There are also many internal implementation details previewed at:

1 Like

Delicate is powerful and a good experience to use

1 Like

Thanks :slight_smile: .

Nice work! Poem looks interesting, and the sample code is very helpful!

Can you say more about the actix-web differences? For example, I'm not sure how Endpoint's ability to nest differs from an actix-web Service. It looks like actix-web Service has nested execution as well.

impl<S, B> Service for SayHiMiddleware<S>
....
{
    type Request = ServiceRequest;
    type Response = ServiceResponse<B>;
...
    fn call(&mut self, req: ServiceRequest) -> Self::Future {
        ...

        let fut = self.service.call(req);  // NESTING HERE?

        Box::pin(async move {
            let res = fut.await?;

            println!("Hi from response");
            Ok(res)
        })
    }
}
1 Like

Thanks for sharing, this is the first time I'm hearing about poem. Do you think it's worth adding an option for it in something like create-rust-app?

1 Like

Thank you, that's a good tip, I learn how to contribute!

Thank you for reading and asking questions!

The nesting mentioned in the article is similar to the following scenario, where we have two different handlers hello & says (corresponding to the Endpoint object) that need to maintain separate states HelloState | SaysState before each request.

And the application will maintain state CommonState at all common requests, so that the following logic is organized to help us achieve the desired effect.

When the request /hello/:name is made, HelloState & CommonState are maintained.
When the request /says/:name is made, SaysState & CommonState are maintained.

Independent and public states are maintained by nesting.

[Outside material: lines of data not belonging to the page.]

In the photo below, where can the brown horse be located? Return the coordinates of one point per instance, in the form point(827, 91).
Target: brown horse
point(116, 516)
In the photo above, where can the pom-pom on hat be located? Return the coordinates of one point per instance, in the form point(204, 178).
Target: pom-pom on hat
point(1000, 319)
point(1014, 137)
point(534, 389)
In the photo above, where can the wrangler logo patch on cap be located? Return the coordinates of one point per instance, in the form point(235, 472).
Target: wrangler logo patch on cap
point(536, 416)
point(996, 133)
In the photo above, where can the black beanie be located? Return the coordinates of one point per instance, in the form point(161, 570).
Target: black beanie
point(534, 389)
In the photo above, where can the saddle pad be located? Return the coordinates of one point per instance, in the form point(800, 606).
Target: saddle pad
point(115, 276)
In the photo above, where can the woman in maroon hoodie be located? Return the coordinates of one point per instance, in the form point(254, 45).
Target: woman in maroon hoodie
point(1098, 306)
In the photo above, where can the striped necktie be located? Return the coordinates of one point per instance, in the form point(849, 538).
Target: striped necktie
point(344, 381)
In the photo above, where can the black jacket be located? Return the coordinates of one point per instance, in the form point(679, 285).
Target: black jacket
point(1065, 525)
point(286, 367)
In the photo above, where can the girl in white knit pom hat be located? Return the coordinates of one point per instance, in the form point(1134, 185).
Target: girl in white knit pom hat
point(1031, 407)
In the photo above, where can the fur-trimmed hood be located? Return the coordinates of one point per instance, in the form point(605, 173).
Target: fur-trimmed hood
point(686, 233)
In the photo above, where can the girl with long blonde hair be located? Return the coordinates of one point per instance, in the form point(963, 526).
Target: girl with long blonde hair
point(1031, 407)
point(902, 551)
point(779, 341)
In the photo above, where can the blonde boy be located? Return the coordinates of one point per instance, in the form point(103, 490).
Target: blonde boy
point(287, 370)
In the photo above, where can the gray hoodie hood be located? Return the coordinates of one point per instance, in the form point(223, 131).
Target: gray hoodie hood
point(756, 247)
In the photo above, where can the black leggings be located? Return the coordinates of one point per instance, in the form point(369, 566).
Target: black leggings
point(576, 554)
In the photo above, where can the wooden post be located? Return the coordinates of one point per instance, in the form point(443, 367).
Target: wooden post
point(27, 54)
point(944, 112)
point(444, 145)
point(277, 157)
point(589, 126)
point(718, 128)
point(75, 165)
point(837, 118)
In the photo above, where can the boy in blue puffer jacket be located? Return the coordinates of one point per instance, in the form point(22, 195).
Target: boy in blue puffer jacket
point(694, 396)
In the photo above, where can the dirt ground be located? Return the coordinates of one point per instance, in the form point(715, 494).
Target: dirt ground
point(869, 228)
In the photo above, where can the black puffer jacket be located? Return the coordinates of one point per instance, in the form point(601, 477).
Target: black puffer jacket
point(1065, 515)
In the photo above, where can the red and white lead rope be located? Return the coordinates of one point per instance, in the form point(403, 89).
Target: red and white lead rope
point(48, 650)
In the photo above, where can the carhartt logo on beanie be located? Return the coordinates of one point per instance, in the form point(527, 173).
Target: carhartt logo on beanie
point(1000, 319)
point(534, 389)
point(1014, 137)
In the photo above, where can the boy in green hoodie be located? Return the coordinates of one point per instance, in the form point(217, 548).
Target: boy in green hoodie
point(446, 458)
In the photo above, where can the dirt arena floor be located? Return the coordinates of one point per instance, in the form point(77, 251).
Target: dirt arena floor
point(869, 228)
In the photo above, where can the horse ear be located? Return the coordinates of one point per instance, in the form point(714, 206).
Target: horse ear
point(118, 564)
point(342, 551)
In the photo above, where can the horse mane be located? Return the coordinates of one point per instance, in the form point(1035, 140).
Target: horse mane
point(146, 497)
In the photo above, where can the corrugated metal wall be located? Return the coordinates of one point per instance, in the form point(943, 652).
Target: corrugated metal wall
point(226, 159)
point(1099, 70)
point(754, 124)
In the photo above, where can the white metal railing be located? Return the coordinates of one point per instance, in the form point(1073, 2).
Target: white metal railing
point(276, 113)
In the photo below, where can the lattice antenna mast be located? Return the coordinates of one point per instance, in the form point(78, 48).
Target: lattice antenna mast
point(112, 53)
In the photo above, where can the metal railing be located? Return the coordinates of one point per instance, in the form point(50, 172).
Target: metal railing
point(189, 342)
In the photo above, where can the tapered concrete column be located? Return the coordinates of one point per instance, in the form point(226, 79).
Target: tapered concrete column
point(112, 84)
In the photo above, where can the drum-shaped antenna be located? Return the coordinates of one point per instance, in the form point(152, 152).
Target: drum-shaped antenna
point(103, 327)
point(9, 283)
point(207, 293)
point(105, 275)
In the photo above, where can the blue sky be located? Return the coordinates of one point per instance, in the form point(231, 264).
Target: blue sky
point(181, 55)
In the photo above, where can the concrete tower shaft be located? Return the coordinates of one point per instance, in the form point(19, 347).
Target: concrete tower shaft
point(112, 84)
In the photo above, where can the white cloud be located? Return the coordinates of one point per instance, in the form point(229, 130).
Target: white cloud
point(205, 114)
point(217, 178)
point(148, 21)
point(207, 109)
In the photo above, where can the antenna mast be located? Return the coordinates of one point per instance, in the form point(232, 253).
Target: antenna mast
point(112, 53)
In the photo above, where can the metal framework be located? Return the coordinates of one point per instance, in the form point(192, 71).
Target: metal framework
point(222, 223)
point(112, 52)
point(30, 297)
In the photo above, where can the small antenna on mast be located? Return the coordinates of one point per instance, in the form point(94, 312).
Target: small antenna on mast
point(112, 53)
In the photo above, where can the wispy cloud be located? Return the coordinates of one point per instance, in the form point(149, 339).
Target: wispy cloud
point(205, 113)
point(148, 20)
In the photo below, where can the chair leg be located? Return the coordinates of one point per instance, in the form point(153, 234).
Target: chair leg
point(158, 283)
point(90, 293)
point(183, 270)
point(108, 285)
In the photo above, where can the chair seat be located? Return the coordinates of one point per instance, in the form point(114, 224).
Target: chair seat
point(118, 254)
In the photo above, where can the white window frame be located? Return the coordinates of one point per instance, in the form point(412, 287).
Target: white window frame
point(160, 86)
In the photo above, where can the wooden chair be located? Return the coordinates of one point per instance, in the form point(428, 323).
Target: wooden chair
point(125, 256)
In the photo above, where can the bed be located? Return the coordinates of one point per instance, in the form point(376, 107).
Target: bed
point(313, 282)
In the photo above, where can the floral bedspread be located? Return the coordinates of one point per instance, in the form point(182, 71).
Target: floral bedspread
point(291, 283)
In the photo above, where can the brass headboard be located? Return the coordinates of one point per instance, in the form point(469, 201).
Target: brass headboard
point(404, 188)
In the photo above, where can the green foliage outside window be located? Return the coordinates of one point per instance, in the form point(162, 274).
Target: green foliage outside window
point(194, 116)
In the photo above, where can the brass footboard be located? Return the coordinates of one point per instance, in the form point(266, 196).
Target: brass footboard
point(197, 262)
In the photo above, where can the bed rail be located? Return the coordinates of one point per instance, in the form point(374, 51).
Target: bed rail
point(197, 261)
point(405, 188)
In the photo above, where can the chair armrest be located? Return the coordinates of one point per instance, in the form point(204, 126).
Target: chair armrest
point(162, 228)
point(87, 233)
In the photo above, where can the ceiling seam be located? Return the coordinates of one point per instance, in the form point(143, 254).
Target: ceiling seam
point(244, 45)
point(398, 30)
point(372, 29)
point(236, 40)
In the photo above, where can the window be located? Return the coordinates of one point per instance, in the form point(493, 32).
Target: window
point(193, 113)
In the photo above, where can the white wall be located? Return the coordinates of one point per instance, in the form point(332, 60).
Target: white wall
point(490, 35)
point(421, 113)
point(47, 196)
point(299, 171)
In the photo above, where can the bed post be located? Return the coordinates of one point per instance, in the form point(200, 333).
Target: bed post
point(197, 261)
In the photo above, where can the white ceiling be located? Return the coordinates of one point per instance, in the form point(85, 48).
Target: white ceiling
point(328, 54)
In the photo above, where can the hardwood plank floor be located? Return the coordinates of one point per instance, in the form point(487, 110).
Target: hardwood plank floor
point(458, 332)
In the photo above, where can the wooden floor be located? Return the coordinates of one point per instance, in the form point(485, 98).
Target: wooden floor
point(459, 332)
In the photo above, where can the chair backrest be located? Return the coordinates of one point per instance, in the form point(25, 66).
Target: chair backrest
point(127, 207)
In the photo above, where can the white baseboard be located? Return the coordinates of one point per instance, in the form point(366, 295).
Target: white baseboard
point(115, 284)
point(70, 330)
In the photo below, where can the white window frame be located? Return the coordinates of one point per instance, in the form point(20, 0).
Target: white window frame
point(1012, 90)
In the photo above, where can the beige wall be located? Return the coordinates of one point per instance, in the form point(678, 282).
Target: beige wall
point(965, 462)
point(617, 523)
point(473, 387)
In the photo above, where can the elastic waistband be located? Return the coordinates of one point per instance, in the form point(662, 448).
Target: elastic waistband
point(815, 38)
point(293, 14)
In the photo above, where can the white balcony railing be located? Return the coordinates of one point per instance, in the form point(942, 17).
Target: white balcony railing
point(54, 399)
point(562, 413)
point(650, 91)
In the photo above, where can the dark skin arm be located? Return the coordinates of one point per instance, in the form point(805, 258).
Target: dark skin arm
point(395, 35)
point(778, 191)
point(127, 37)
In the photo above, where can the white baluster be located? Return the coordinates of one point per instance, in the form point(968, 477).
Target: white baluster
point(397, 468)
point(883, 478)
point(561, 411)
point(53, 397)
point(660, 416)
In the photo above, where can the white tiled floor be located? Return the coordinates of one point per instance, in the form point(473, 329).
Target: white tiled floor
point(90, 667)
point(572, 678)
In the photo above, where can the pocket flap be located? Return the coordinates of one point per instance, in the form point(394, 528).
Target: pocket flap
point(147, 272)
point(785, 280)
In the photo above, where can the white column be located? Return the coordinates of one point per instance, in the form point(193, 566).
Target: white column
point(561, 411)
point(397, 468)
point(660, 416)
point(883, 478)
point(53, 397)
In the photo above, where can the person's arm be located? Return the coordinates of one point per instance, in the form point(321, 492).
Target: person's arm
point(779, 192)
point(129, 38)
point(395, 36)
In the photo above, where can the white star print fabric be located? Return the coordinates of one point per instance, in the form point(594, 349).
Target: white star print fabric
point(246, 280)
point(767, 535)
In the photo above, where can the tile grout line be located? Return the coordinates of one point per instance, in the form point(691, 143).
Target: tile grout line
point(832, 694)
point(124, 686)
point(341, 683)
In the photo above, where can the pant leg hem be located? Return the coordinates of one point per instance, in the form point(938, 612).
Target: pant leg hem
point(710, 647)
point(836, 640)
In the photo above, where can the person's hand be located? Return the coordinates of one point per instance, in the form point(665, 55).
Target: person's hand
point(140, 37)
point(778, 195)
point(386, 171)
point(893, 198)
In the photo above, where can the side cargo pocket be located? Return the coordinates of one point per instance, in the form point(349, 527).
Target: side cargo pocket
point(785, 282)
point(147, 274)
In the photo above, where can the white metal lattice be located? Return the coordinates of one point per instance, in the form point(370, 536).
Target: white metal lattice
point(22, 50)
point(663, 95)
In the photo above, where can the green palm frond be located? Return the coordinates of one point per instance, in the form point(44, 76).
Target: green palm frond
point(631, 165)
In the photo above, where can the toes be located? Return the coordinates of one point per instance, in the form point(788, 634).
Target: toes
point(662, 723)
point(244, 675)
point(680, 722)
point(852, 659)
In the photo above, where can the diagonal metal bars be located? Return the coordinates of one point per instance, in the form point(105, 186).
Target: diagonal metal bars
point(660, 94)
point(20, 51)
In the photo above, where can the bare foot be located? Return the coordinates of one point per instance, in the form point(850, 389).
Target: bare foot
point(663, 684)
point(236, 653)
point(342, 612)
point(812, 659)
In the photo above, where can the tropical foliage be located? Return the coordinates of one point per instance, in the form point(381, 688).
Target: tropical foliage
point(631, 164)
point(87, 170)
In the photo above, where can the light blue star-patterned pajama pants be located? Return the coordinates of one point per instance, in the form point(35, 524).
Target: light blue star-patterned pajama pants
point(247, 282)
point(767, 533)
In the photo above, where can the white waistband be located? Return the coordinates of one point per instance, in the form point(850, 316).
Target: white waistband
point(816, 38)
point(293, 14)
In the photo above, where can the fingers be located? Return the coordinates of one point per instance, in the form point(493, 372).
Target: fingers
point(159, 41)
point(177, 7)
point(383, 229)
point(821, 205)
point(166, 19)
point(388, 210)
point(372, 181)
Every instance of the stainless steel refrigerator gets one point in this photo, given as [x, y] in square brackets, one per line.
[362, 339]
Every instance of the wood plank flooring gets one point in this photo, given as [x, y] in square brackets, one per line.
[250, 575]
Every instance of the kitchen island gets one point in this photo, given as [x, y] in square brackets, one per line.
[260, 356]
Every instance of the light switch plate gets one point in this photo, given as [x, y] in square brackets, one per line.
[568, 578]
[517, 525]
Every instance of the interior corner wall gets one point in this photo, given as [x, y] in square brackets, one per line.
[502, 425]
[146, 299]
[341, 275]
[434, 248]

    let app = Route::new().nest(
        "/",
        Route::new()
            .at(
                "/says/:name",
                get(hello).before(|req| async move {
                    // Using req do something.
                    req
                }),
            )
            .at(
                "/hello/:name",
                get(hello).before(|req| async move {
                    // Using req do something.
                    req
                }),
            )
            .before(|req| async move {
                // Using req do something.
                req
            }),
    );

Some advantages outlined.

  1. poem's extractor can be extended by the user.
  2. poem's middleware is very light to define.
  3. direct use of tokio resources is more controllable and well-tailored to your own project.
  4. tower compatible.
  5. support openapi specification, you can simply define some property macros, you can achieve the function.
  6. support aws-lambda.

There are also many useful features that can be seen in the poem/examples below the specific examples.